Delivering results to end users

You have now trained your model and tuned its parameters, and you can confidently predict which European players the NBA team should draft. Maybe you have achieved 80% accuracy, maybe 90%, but your predictions will definitely help the business. Despite your results, you still have to get end users to accept your model, trust your model, and use it. Unlike traditional software, this can require a Herculean effort.

First, end users are going to want to know why the model is giving its prediction, and, if you used the wrong algorithm, this is impossible. Black-box models use algorithms that are inherently unknowable. Then, even if you can give the business explanations, the user may feel uncomfortable with that 80% accuracy number. "What does that mean?", they will ask.

Visualizations are key to relieving some of their fears. For your basketball model, you decide to simply show the business pictures of the players they should draft, along with some simple graphs showing how many players our model accurately predicted would be NBA stars and how many European NBA stars our model failed to predict.

Putting it all together

You now know what machine learning is, how it differs from traditional software development, and the five steps inherent to any machine learning project. Unfortunately, many people in the industry do not understand any of these things. Most businesses are new to data science. Many businesses believe that data science is much more similar to software development than it is, and this interferes with the machine learning project process.
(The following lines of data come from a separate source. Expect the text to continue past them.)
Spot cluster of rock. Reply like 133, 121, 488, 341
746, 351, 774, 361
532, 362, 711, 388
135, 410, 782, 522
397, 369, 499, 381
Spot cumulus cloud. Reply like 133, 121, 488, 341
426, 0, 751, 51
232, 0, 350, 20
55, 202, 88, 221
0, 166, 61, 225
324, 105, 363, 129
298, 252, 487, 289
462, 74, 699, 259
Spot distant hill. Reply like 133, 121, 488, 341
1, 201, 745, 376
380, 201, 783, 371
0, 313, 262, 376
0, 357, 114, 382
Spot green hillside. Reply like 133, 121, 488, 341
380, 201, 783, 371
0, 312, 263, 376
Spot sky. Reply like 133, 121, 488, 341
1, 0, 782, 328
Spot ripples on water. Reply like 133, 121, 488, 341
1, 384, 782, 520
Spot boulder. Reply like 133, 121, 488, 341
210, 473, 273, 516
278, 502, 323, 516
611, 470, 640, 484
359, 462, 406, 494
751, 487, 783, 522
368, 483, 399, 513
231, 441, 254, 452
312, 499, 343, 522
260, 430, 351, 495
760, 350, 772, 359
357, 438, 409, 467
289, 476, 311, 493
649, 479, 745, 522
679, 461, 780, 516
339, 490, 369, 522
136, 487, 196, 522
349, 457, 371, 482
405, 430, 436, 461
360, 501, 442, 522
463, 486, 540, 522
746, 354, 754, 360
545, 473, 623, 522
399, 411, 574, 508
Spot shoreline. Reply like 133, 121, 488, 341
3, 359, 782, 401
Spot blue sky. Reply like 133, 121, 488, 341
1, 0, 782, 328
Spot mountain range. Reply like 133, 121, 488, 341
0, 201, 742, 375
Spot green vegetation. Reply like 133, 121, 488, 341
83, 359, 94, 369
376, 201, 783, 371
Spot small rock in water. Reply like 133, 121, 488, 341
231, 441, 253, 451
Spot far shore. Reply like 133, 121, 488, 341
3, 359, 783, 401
End users are confused by data scientists' questions because they don't realize that the data scientist is trying to translate their business problem into a machine learning problem. IT is confused as to why data scientists ask for access to so much data because they don't realize that data scientists don't know what data they will need before trying it out. Management is confused as to why their data scientists spend so little time building models and so much time cleansing and transforming data.

Thus, steps 1 and 2 of the machine learning process often take longer than expected. Business users fail to communicate their business problem to data scientists in a useful way, IT is slow to grant data scientists access to data, and data scientists struggle with understanding the data they receive. Step 5 is also complicated because end users expect models to be perfectly explainable like a typical software program, and earning their trust takes time.

Given that misinterpretation slows down the other steps, the rest of the data science process must be fast for companies to see ROI. Transforming data and training models is the core of data science work, after all. It is exactly what they were trained to do and it should be fast. As we shall see in the next section, this is rarely the case.